With a combination of abstract and kitsch, Nicholas William Johnson’s paintings blend a range of historical influences. The works are very textual, formed of layer upon layer of pattern, stencil, paint and colour. His paintings, whilst visually enriching, also examine art styles and discourses by blurring and resisting them.
“I tend to say I paint flowers. I know it can come off as naïve to say that, but I think the dissonance it can create around the current discourses in art. For me the concept of decay is important; the idea that anything, if abandoned, will ultimately be reclaimed and repurposed.” Nicholas William Johnson
Born in Honolulu, HI, United States 1982, Nicholas lives and works in London
Kiera Bennett (born Oldham 1971) studied at The Royal College of Art (2000–02) and Oxford University, The Ruskin School (1990–93) and Mid Cheshire College of Art+Design, Northwich (1989–90)
Predominantly working in painting (but also collage) Bennett has shown internationally and currently lives and works in London.
Past shows include 'New Contemporaries' in 2002, 'Collage' at the Bloomberg Space London in 2004,where Bennett showed alongside artists including Chris Ofili, Marcel Duchamp, Robert Rauschenberg and Max Ernst, John Moores Painting Prize 23, The Walker Art Gallery in 2004, 'Fuckin Brilliant/Maji Yabai, Tokyo Wondersite Gallery, Shibuya, Tokyo in 2006, 'Bad Moon Rising', a solo show at Rockwell Gallery London in 2007 and 'Precious Things', Highlanes Gallery, Drogheda, Ireland in 2008, a group show curated by Graham Crowley, former professor of painting at The Royal College of Art, other artists included Ansel Krut, Varda Caivano and Paul Housley. She also received The Cocheme Fellowship at Byam Shaw School of Art in 2004 (concluding with a show alongside artist Ryan Gander).

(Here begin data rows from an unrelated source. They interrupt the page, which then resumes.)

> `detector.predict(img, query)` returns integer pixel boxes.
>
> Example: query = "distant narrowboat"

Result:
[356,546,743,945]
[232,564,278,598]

Her work is in various collections including those of Mario Testino, Cornelia Parker and Julian Opie.
Nicholas William Johnson
Gwennan Thomas was born in Rouen, France in 1984 and grew up in both France and South Wales. She was nominated for Abstract Critical Newcomer Awards in 2012 and selected for Flowers Gallery’s Artist of the Day in 2013. She has shown regularly in the UK and has also participated in several curatorial projects, notably: Citrus Lush Bongo with Take Me Home Projects (2015) & MASK with Pluspace Projects in collaboration with Coventry University (2016).
Her playful and colourful paintings employ framing mechanisms and repetitive motifs derived from film scenes, collected objects and travelling. She is currently studying for her Masters in Painting at the Royal College of Art.